Functional precision medicine (FPM) in cancer is an emerging treatment paradigm involving exposure of patient-derived tumor material to drugs to assess their efficacy and to guide therapeutic selection. Tumor organoids, in addition to being versatile disease models for basic and translational research, are of particular interest for FPM applications. However, improved approaches for high-throughput drug screening of three-dimensional (3D) tumor organoids, capable of resolving both population-level and single organoid–level data and allowing for consideration of heterogeneity in drug screening readouts, are needed.
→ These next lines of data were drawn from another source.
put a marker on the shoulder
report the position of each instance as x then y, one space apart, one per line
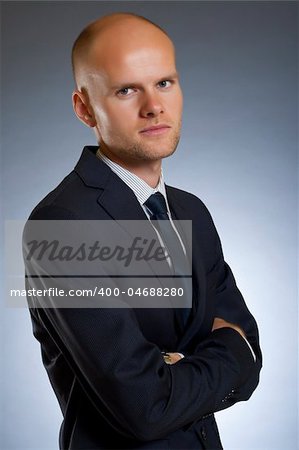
188 201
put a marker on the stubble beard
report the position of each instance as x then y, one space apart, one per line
152 151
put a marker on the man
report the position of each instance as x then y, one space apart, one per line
115 387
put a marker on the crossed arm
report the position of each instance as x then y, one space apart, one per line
172 358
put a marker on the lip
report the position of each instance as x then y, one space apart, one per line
155 129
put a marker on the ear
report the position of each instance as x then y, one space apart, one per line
82 110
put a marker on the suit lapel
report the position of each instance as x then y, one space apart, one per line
180 212
121 204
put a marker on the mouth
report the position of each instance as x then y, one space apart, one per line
155 130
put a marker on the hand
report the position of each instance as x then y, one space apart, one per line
221 323
171 358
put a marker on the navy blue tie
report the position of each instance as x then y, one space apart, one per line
157 205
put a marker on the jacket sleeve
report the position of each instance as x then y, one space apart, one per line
126 377
228 303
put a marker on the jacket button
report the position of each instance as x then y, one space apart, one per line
203 433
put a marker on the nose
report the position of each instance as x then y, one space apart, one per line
151 105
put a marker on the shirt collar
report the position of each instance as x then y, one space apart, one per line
140 188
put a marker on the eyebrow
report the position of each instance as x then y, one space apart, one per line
123 85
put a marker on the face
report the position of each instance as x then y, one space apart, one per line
135 98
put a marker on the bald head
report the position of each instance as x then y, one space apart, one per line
107 33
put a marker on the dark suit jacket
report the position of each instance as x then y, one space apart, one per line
105 365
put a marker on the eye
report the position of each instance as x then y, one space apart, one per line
164 84
124 92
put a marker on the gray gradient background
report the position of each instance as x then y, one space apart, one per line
238 67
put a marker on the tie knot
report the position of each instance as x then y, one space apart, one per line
157 205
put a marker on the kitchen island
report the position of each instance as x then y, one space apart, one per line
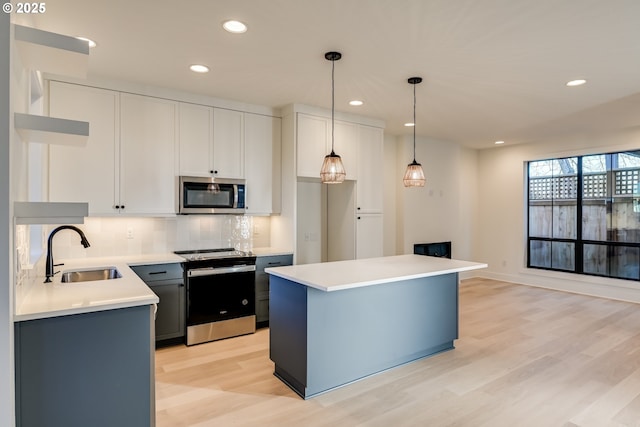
337 322
84 351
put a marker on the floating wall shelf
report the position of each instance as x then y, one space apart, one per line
51 130
51 52
50 213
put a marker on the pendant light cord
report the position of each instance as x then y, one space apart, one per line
333 67
414 123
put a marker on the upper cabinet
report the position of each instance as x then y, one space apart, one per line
58 54
211 141
195 140
127 165
262 163
87 173
147 153
140 144
228 143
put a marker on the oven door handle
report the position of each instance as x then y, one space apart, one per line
211 271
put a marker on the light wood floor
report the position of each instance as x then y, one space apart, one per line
525 357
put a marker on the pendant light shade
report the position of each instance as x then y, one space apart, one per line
414 175
332 171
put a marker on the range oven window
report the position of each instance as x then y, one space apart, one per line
220 295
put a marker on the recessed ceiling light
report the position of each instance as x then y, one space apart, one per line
576 82
91 42
235 27
198 68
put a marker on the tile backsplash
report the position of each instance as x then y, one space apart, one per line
134 236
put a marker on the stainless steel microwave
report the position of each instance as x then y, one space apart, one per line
209 195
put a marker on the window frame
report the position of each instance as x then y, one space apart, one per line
579 242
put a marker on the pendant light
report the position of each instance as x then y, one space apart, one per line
414 176
332 171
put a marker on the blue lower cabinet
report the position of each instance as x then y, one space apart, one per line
93 369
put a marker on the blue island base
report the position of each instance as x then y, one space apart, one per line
323 340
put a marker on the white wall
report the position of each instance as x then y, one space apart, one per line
391 175
442 210
6 247
501 212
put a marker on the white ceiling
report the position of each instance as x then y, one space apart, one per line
492 69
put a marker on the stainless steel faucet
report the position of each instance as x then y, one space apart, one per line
49 269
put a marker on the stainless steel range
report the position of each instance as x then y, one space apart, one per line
220 293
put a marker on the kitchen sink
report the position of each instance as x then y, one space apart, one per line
87 275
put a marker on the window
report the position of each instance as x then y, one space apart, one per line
584 215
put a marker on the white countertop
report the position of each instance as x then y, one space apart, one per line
268 251
53 299
339 275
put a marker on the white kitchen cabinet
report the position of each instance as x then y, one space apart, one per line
370 170
127 165
314 143
369 236
262 163
195 140
88 173
211 141
147 168
228 143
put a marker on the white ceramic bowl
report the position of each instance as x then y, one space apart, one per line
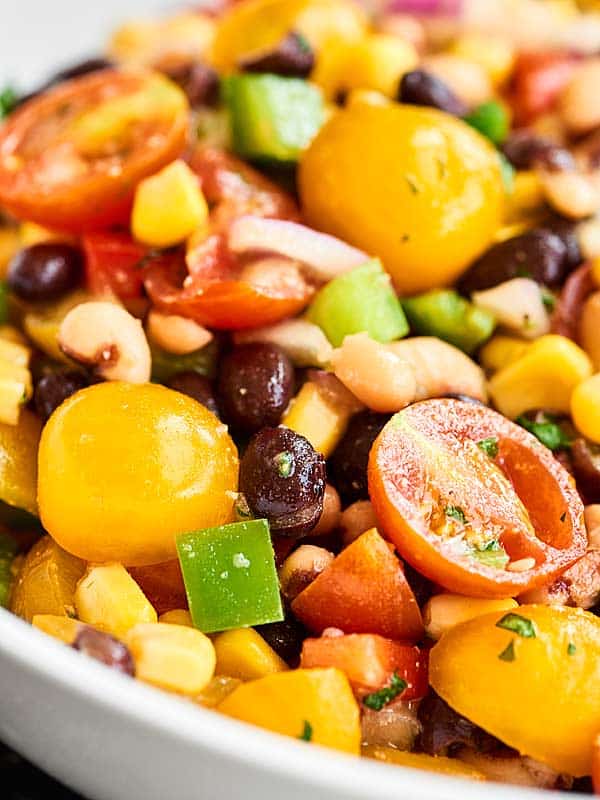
110 737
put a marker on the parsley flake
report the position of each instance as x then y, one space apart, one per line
517 624
378 700
306 735
489 446
547 431
508 654
455 512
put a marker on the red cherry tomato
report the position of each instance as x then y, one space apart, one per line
538 79
452 483
70 158
219 291
114 264
370 661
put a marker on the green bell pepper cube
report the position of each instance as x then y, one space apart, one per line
272 117
447 315
360 300
230 576
491 120
8 549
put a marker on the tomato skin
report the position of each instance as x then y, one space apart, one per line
362 591
538 79
398 476
370 661
113 264
101 197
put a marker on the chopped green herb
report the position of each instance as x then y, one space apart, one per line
492 555
8 100
508 654
412 184
517 624
548 432
284 464
378 700
306 735
455 512
489 446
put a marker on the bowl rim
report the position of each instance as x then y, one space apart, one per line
317 767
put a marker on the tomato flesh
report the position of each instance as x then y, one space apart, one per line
70 158
445 502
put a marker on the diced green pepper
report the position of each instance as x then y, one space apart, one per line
230 576
447 315
491 120
8 549
165 365
361 300
272 117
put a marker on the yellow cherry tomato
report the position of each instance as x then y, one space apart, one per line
414 186
123 468
531 677
253 26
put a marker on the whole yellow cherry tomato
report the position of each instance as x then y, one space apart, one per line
414 186
18 461
123 468
253 26
530 677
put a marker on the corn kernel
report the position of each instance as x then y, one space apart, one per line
312 416
178 616
63 628
493 53
108 598
543 377
443 611
168 206
173 657
585 408
501 351
244 654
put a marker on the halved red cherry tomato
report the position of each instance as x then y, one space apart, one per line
234 189
114 264
370 661
538 79
473 501
220 291
216 295
70 158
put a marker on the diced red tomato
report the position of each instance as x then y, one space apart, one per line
538 79
369 661
362 591
443 500
162 584
114 264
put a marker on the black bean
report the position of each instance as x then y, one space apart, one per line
199 82
285 638
45 271
523 148
292 57
54 388
105 648
282 479
255 385
539 254
420 88
347 467
197 386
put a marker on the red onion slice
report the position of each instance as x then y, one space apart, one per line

Quantitative phase imaging (QPI) is a label-free microscopy technique for imaging optically transparent biological samples and quantifying various biophysical properties such as cell biomass, mass density, and growth. This thesis demonstrates a new application of high-speed live cell interferometry (HSLCI), a high-throughput QPI platform, for screening 3D-cultured organoid models of cancer, and describes the development of this method. The method presented combines bioprinting, HSLCI, and machine learning technologies to enable accurate, label-free, and highly time-resolved biomass measurements of thousands of organoids in parallel, and rapid identification of drug sensitivity and resistance with temporal monitoring and single-organoid resolution. The complete QPI-based organoid screening pipeline can be leveraged for fundamental studies of disease biology, in addition to FPM studies aiming to establish clinical correlations and ultimately improve treatment selection for patients with solid cancers.